These aren’t hypothetical worries — they’re practical. The rollout included fallback procedures and manual verification, which is an important guardrail, but the system’s fairness ultimately depends on auditability and contestability.
Reactions on the ground
Candidates I spoke with (and many who shared their experiences online) had mixed responses. Several welcomed the change as a deterrent to impersonation and an assurance of a level playing field. Others reported anxiety over photo quality, the prospect of being delayed by a mismatch, and the need to arrive much earlier than before.
Experts and commentators offered a balanced view: most acknowledged the integrity gains and operational achievement of running a biometric protocol at this scale, while urging independent audits, transparent error‑rate disclosures, and clear redressal channels for affected candidates [Times of India; ETV Bharat].
Implications for future exams
If the 2026 prelims are any signal, other national and state examinations will consider similar steps. But adoption at scale should be conditional on several commitments:
- Publish system accuracy, false‑match and false‑nonmatch rates, and post‑deployment audits.
- Maintain and publish clear SOPs for exceptions, accessibility accommodations, and timelines for contesting adverse decisions.
- Invest in offline fallback options and sufficient human oversight to prevent technology from becoming an unreviewable gatekeeper.
I expect a hybrid future: technology to make identity checks faster and more consistent, plus strengthened procedural safeguards to preserve fairness.
Brief timeline of deployment
- 2025 (pilot phase): Selected defence/recruitment exams used face authentication in pilot centres to test workflows and technology.
- Early 2026 (policy decision): UPSC announced mandatory face authentication and released SOPs, advising candidates about photo requirements and arrival times [Times of India; ETV Bharat].
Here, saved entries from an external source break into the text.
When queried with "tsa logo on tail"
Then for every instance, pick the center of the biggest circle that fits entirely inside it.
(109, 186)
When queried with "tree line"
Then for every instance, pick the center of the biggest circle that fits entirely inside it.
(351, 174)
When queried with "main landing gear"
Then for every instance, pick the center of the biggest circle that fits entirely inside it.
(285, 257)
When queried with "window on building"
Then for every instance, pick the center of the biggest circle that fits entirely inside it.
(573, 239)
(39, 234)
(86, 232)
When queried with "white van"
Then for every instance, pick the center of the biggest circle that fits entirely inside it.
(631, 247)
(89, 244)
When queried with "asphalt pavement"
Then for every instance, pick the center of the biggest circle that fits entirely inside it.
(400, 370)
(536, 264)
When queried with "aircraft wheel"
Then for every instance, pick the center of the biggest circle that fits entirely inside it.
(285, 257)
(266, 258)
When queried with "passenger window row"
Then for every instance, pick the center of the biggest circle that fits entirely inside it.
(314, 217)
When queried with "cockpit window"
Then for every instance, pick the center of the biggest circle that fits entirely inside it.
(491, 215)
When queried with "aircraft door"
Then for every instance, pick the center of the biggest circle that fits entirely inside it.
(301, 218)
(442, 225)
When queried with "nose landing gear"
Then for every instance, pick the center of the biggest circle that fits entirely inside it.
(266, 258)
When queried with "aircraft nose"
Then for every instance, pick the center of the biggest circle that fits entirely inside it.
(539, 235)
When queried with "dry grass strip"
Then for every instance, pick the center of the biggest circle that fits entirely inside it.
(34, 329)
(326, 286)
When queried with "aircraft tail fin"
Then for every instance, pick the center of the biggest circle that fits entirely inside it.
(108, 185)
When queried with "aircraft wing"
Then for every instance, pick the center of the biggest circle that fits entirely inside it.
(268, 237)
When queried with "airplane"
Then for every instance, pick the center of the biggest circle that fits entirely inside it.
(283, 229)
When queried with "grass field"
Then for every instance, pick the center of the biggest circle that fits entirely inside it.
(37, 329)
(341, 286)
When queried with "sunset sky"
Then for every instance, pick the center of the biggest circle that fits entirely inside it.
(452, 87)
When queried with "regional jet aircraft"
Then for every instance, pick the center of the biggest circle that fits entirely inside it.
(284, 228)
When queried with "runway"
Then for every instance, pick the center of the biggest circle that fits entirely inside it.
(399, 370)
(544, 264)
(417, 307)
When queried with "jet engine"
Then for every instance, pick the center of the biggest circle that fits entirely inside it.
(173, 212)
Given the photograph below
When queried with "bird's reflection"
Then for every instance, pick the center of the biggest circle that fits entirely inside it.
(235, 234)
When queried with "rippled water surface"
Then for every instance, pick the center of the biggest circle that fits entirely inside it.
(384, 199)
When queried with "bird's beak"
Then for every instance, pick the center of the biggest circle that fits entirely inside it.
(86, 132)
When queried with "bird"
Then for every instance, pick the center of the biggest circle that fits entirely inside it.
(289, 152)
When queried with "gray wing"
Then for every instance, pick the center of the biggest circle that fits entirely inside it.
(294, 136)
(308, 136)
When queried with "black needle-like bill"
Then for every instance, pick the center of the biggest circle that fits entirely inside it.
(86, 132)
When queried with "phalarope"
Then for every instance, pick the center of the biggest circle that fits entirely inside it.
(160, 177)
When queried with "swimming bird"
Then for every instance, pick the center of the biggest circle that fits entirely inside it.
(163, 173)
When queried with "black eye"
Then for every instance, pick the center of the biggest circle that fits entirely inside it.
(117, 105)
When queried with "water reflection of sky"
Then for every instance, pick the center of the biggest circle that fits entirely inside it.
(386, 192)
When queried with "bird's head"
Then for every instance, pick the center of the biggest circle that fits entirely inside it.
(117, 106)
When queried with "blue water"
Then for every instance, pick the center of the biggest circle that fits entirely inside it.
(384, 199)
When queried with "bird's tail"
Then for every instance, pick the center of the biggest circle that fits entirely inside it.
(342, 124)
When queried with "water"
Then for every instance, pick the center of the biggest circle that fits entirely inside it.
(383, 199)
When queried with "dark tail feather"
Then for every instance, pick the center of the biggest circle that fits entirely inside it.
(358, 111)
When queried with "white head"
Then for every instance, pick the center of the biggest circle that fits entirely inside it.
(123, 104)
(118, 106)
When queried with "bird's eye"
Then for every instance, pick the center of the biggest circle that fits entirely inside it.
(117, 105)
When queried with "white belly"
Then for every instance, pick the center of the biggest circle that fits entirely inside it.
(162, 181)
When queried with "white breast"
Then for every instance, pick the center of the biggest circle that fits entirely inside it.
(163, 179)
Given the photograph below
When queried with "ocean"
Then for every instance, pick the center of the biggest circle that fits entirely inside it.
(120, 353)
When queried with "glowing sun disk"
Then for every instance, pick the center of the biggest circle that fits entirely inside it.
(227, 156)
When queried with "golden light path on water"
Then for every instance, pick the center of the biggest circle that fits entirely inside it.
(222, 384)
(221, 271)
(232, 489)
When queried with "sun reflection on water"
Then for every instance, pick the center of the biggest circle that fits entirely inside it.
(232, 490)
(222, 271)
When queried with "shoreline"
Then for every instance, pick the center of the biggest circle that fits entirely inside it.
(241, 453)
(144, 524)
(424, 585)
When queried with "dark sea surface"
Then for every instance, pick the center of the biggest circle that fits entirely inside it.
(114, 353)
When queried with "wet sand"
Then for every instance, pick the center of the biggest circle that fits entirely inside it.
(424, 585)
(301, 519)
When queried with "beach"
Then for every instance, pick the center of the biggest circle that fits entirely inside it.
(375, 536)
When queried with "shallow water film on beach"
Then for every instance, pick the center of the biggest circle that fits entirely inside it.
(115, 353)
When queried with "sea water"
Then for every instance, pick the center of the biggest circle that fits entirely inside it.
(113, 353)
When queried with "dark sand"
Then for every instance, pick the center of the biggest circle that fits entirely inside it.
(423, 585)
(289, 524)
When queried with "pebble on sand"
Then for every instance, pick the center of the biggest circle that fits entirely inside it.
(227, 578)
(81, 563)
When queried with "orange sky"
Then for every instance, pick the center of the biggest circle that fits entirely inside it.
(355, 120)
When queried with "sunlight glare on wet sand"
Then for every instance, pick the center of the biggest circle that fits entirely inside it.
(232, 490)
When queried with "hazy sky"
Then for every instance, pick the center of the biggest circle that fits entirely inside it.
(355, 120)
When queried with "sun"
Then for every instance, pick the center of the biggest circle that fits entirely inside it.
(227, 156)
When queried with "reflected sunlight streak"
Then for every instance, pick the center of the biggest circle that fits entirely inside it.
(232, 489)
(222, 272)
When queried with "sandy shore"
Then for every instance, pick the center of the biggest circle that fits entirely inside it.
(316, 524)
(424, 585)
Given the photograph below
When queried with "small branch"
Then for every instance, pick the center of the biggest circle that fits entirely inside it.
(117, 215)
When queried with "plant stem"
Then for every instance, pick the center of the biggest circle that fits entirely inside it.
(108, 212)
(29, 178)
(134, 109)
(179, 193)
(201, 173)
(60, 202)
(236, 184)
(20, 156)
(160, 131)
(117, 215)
- May 24, 2026 (full roll‑out): Real‑time face authentication was used at the prelims across ~2,000 venues, supported by government digital agencies and local centre staff [Economic Times; The CSR Journal].
Closing takeaway
I believe technology can strengthen the fairness of competitive selection — but only if it is deployed with humility. The UPSC’s 2026 roll‑out is an important operational milestone: it shows what is possible when institutions combine digital tools, procedures, and manpower. The next step must be institutional: transparency about system performance, independent audits, and accessible redressal for candidates who are affected. Done right, biometric checks can protect merit; done without safeguards, they risk replacing one form of exclusion with another.